そういう意味では、私は医療職としてあまり良い人間ではなかったと思います。
私が極度の心配性や、大きな落ち込み(うつを発症)を経験してから、かれこれ6年が経ちました。
そして克服してから3年経ちます。
今までを振り返って、私の経験から人がうつになる理由を、ここで述べていきたいと思います。
これがハッキリすることによって、
今後自分が心を病む必要がなく、幸せな人生を送るためのヒントになるのではないでしょうか?
皆さんの人生の参考になれば幸いです。
心が折れる原因がわからない?!
一般的には、病気の原因は、内因性、外因性、心因性があると言われています。
それを知らないと、医療の資格を持つどころか、病院では働けませんから。ただ私は個人的に、そのような分類はあまり好きではありません。
よく精神疾患は、内因性の病気と言われています。
内因性の病気とは、原因がはっきりとわからないと言うものです。
原因がはっきりとわからない、得体の知れないものというのは、
医療の世界では「原因が分からないから、考えても仕方がない」と言うふうに言われている気がして仕方がありません。

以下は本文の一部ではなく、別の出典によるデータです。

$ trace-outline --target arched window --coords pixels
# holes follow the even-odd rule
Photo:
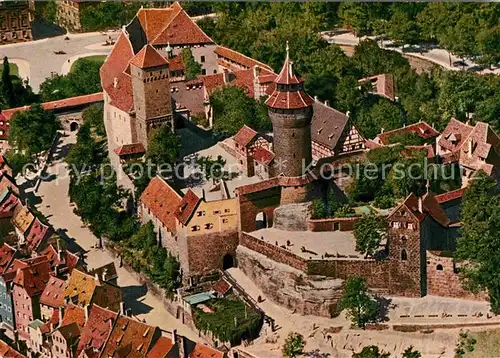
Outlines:
[[[406,241],[406,236],[405,235],[401,236],[401,241]]]
[[[436,270],[438,270],[438,271],[443,271],[443,265],[438,264],[438,265],[436,266]]]
[[[408,260],[408,254],[406,253],[405,249],[401,250],[401,260],[403,261]]]

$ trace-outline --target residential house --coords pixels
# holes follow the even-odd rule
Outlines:
[[[26,231],[23,239],[22,249],[26,254],[41,253],[47,247],[52,236],[52,228],[43,224],[40,219],[35,218],[33,224]]]
[[[26,358],[14,348],[10,347],[7,343],[0,340],[0,357],[5,358]]]
[[[0,2],[0,45],[33,40],[34,1]]]
[[[233,145],[236,160],[238,160],[246,176],[251,177],[259,174],[266,178],[269,177],[269,165],[274,159],[272,143],[269,140],[244,125],[233,136]]]
[[[81,330],[75,357],[96,358],[107,343],[118,313],[92,305]]]
[[[99,277],[102,282],[109,282],[113,285],[118,284],[118,273],[116,272],[116,266],[114,262],[110,262],[109,264],[92,269],[90,270],[89,274],[93,275],[94,277],[97,275],[97,277]]]
[[[378,145],[390,145],[391,143],[396,141],[399,136],[407,133],[413,133],[417,135],[422,139],[422,141],[425,141],[428,144],[434,142],[434,139],[440,134],[427,122],[420,121],[418,123],[409,124],[402,128],[397,128],[391,131],[384,131],[382,129],[382,132],[373,139],[373,142]]]
[[[40,255],[47,257],[54,275],[67,278],[71,275],[73,269],[77,267],[83,268],[83,262],[80,260],[80,256],[68,250],[62,250],[59,245],[59,240],[58,238],[57,248],[54,244],[50,244],[41,251]]]
[[[51,334],[53,357],[75,357],[80,337],[80,329],[76,323],[56,328]]]
[[[24,244],[25,233],[28,231],[34,220],[35,217],[31,213],[30,209],[27,206],[24,206],[19,199],[18,205],[16,205],[12,215],[12,224],[15,227],[16,234],[21,245]]]
[[[365,77],[358,81],[361,84],[370,85],[370,93],[378,94],[390,101],[396,99],[394,93],[394,76],[390,73],[383,73],[371,77]]]
[[[64,305],[64,290],[66,281],[51,276],[40,297],[40,315],[42,321],[47,322]]]
[[[12,296],[19,338],[28,340],[28,325],[41,318],[40,296],[49,281],[50,266],[44,256],[25,260],[24,263],[26,266],[17,269]]]

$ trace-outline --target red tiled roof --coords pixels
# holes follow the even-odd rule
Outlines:
[[[86,104],[97,103],[97,102],[102,102],[102,101],[104,101],[103,93],[99,92],[99,93],[93,93],[93,94],[86,94],[83,96],[59,99],[57,101],[44,102],[41,104],[41,106],[46,111],[53,111],[53,110],[57,110],[57,109],[78,107],[78,106],[83,106]],[[30,106],[9,108],[9,109],[4,109],[2,111],[2,114],[4,115],[4,117],[7,121],[10,121],[12,119],[12,116],[14,114],[16,114],[17,112],[27,111],[29,109],[30,109]]]
[[[5,243],[0,247],[0,275],[10,268],[16,252],[16,249]]]
[[[160,336],[158,327],[120,316],[102,350],[101,357],[143,358]]]
[[[189,358],[223,358],[224,353],[206,346],[201,343],[196,343],[191,354],[189,354]]]
[[[212,290],[224,296],[231,289],[231,287],[232,286],[222,278],[212,285]]]
[[[85,308],[68,303],[64,309],[62,326],[67,326],[71,323],[76,323],[80,329],[85,326]]]
[[[500,137],[484,122],[477,122],[460,148],[459,163],[473,170],[483,170],[491,175],[500,166]]]
[[[300,109],[310,107],[313,103],[314,99],[304,91],[280,92],[277,89],[266,100],[269,107],[277,109]]]
[[[173,347],[174,343],[172,343],[172,340],[162,336],[156,341],[153,348],[151,348],[147,358],[165,358]]]
[[[259,66],[259,67],[265,68],[266,70],[269,70],[269,71],[273,70],[271,67],[269,67],[265,63],[254,60],[251,57],[245,56],[242,53],[231,50],[231,49],[224,47],[224,46],[217,46],[215,48],[214,52],[221,57],[225,57],[233,62],[238,63],[241,66],[246,67],[247,69],[251,69],[254,66]]]
[[[44,261],[21,268],[14,278],[14,284],[23,287],[28,296],[33,297],[42,293],[49,278],[50,266],[44,257]]]
[[[422,197],[422,210],[423,213],[419,211],[419,199],[417,196],[413,193],[408,195],[408,197],[405,199],[405,201],[401,204],[401,206],[406,206],[420,221],[422,221],[425,218],[424,214],[430,215],[436,222],[441,224],[442,226],[446,227],[450,224],[450,219],[446,215],[445,211],[437,200],[434,197],[434,194],[432,193],[426,193]],[[401,207],[401,206],[398,206]],[[396,208],[393,213],[395,213],[398,208]],[[389,217],[392,216],[392,213],[389,215]]]
[[[14,209],[16,208],[19,200],[17,196],[10,193],[9,196],[0,205],[0,218],[11,217],[14,214]]]
[[[53,270],[58,267],[59,273],[71,274],[80,261],[78,255],[75,255],[68,250],[61,250],[59,257],[57,249],[52,244],[47,246],[40,254],[47,257],[50,267]]]
[[[359,82],[371,82],[374,92],[394,101],[394,77],[390,73],[362,78]]]
[[[26,358],[18,351],[11,348],[7,343],[0,340],[0,357],[2,358]]]
[[[114,152],[118,154],[119,157],[122,157],[132,154],[143,154],[146,153],[146,149],[144,149],[142,143],[133,143],[122,145],[121,147],[116,148]]]
[[[274,82],[277,84],[282,84],[282,85],[293,85],[293,84],[299,84],[299,83],[303,82],[293,72],[293,63],[288,58],[288,55],[285,59],[285,63],[283,64],[283,67],[281,68],[281,72],[279,73],[278,77],[274,80]]]
[[[466,189],[467,188],[461,188],[457,190],[448,191],[443,194],[435,195],[434,199],[436,199],[438,204],[446,203],[448,201],[455,199],[460,199],[464,195]]]
[[[237,187],[235,190],[238,192],[239,195],[246,195],[246,194],[250,194],[250,193],[255,193],[255,192],[271,189],[271,188],[274,188],[277,186],[279,186],[279,181],[278,181],[278,178],[275,177],[275,178],[260,181],[258,183],[243,185],[243,186]]]
[[[474,127],[451,118],[439,138],[438,145],[454,152],[462,147],[465,138],[469,136]]]
[[[184,10],[178,11],[166,27],[156,36],[152,45],[194,45],[213,43]]]
[[[133,106],[132,80],[123,71],[134,56],[132,45],[127,35],[122,32],[113,49],[99,70],[101,85],[111,99],[111,104],[125,112]],[[115,86],[116,79],[116,86]]]
[[[246,147],[256,136],[257,132],[255,130],[244,125],[238,133],[234,135],[233,140],[242,147]]]
[[[180,6],[170,6],[165,9],[140,9],[137,12],[141,26],[148,41],[152,41],[172,18],[182,9]]]
[[[217,88],[224,86],[224,74],[214,73],[213,75],[200,76],[203,86],[208,94],[211,94]]]
[[[178,210],[175,212],[175,217],[182,223],[182,225],[187,224],[200,201],[201,199],[198,198],[194,191],[191,189],[187,191],[178,206]]]
[[[437,137],[439,135],[439,132],[432,128],[427,122],[418,122],[414,124],[410,124],[406,127],[394,129],[392,131],[387,131],[384,133],[380,133],[377,135],[377,138],[380,140],[380,142],[384,145],[389,144],[389,138],[397,135],[397,134],[403,134],[403,133],[415,133],[422,139],[430,139]]]
[[[91,348],[100,352],[106,344],[111,333],[111,329],[118,318],[118,314],[97,305],[92,305],[89,311],[89,318],[82,329],[78,348],[75,357],[80,352]]]
[[[42,240],[47,236],[49,232],[49,227],[40,222],[40,220],[35,219],[33,225],[26,235],[26,244],[30,252],[36,251],[40,246]]]
[[[7,188],[10,188],[12,192],[19,195],[19,188],[15,180],[7,173],[0,173],[0,194]]]
[[[168,60],[168,70],[169,71],[181,71],[184,69],[184,61],[182,60],[182,55],[172,57]]]
[[[51,276],[40,296],[40,303],[53,308],[59,308],[64,303],[65,289],[66,281]]]
[[[257,147],[253,152],[253,159],[264,165],[268,165],[273,161],[274,153],[265,147]]]
[[[168,62],[153,46],[145,45],[137,55],[132,57],[129,64],[139,68],[151,68],[166,66]]]
[[[164,180],[155,177],[141,194],[139,201],[157,217],[167,229],[176,232],[176,210],[182,197]]]

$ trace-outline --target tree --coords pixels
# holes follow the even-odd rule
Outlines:
[[[366,279],[359,276],[349,277],[344,284],[344,293],[338,307],[347,310],[346,316],[360,328],[377,319],[379,304],[368,294]]]
[[[413,346],[409,346],[403,352],[403,358],[420,358],[422,354],[419,351],[414,351]]]
[[[156,129],[148,144],[146,158],[156,165],[173,165],[178,157],[181,141],[177,134],[173,133],[170,126],[164,124]]]
[[[480,172],[465,191],[455,259],[464,286],[487,291],[491,310],[500,313],[500,194],[495,189],[495,181]]]
[[[255,130],[270,129],[271,121],[262,103],[248,97],[239,87],[226,86],[210,96],[213,108],[214,129],[217,132],[233,135],[243,125]]]
[[[99,137],[106,135],[104,127],[104,110],[100,106],[90,106],[82,113],[83,123],[88,123]]]
[[[12,117],[9,143],[28,156],[50,148],[60,124],[54,113],[35,104],[27,111],[19,111]]]
[[[417,43],[419,38],[417,24],[410,18],[408,13],[396,10],[389,21],[387,34],[389,37],[403,44]]]
[[[187,81],[194,80],[201,75],[202,66],[194,59],[191,49],[182,49],[182,62],[184,63],[184,74]]]
[[[365,258],[373,257],[386,231],[387,222],[384,217],[375,214],[363,215],[354,223],[356,251],[365,254]]]
[[[364,347],[361,352],[354,353],[352,358],[389,358],[390,356],[390,353],[380,352],[377,346],[367,346]]]
[[[212,159],[211,156],[199,157],[197,159],[197,164],[205,175],[205,178],[207,180],[212,179],[215,184],[217,179],[222,178],[226,160],[222,158],[222,155],[218,155],[217,159]]]
[[[295,358],[303,353],[305,345],[306,341],[300,333],[290,332],[283,344],[283,355],[288,358]]]
[[[3,68],[2,68],[2,95],[9,105],[9,107],[15,107],[16,98],[14,94],[14,85],[12,84],[12,78],[10,75],[9,59],[7,56],[3,58]]]
[[[74,175],[97,169],[106,158],[104,142],[97,142],[91,131],[90,123],[84,123],[77,134],[77,141],[71,147],[66,162]]]

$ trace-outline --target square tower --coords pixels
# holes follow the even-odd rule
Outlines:
[[[130,60],[138,143],[147,148],[151,130],[172,123],[172,98],[168,62],[151,45]]]

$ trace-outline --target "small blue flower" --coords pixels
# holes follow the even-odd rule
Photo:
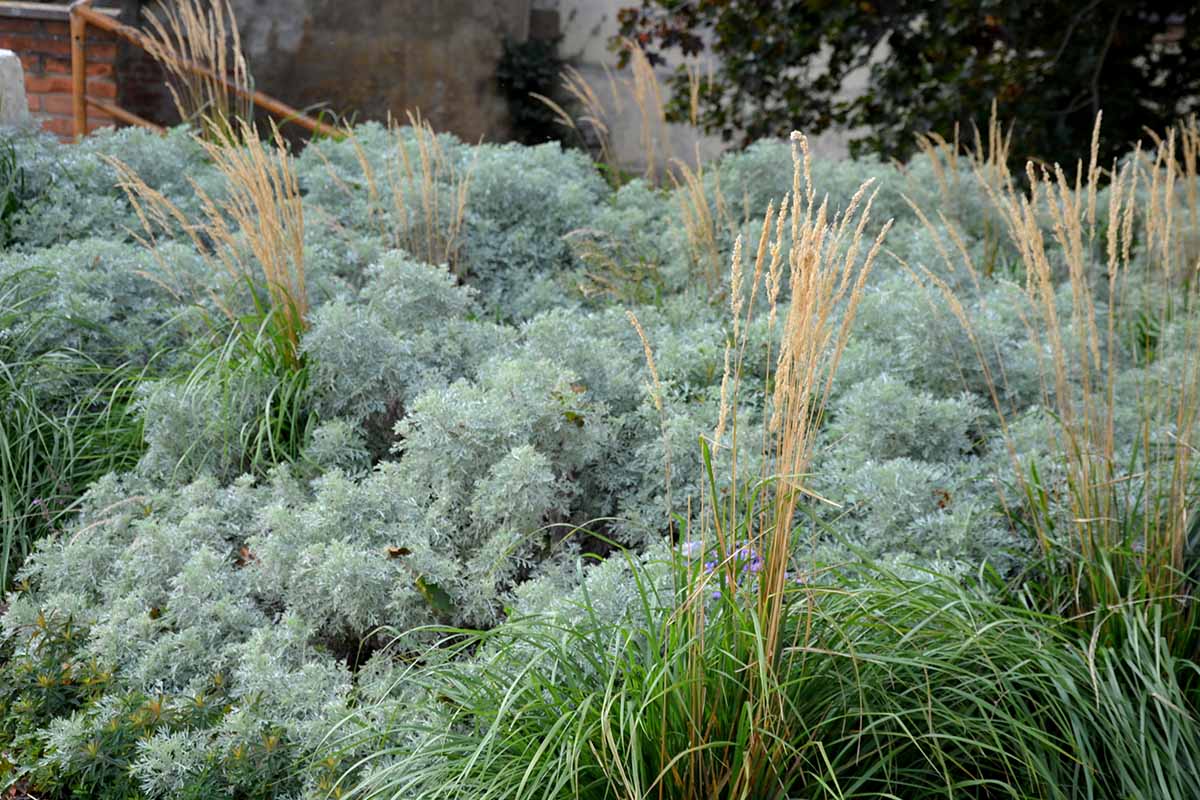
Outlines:
[[[794,583],[800,584],[801,586],[803,586],[805,583],[807,583],[807,581],[804,580],[804,576],[798,572],[792,572],[789,570],[789,571],[783,573],[783,577],[785,580],[792,581]]]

私のようにうつになった人が、初めて行った心療内科の先生から
「あなたの病気は原因がはっきりわからない、だから原因なんて考えても仕方がない」
と言われたときに、どのように感じるでしょうか。
"原因がわからない=根治させる手段がない"
と言うふうにも聞こえてしまいます。
そこで私は、自分の経験からうつになる原因は、
ストレス、
疲れ、
食事、
遺伝、
生き方、
という5つに分類して、本質的な原因を探っていこうと思います。
ここで最初に結論を言ってしまえば、
私の思う「うつの原因」というのは「生き方」というものが最も大きいと思います。
では1つずつ見ていきましょう。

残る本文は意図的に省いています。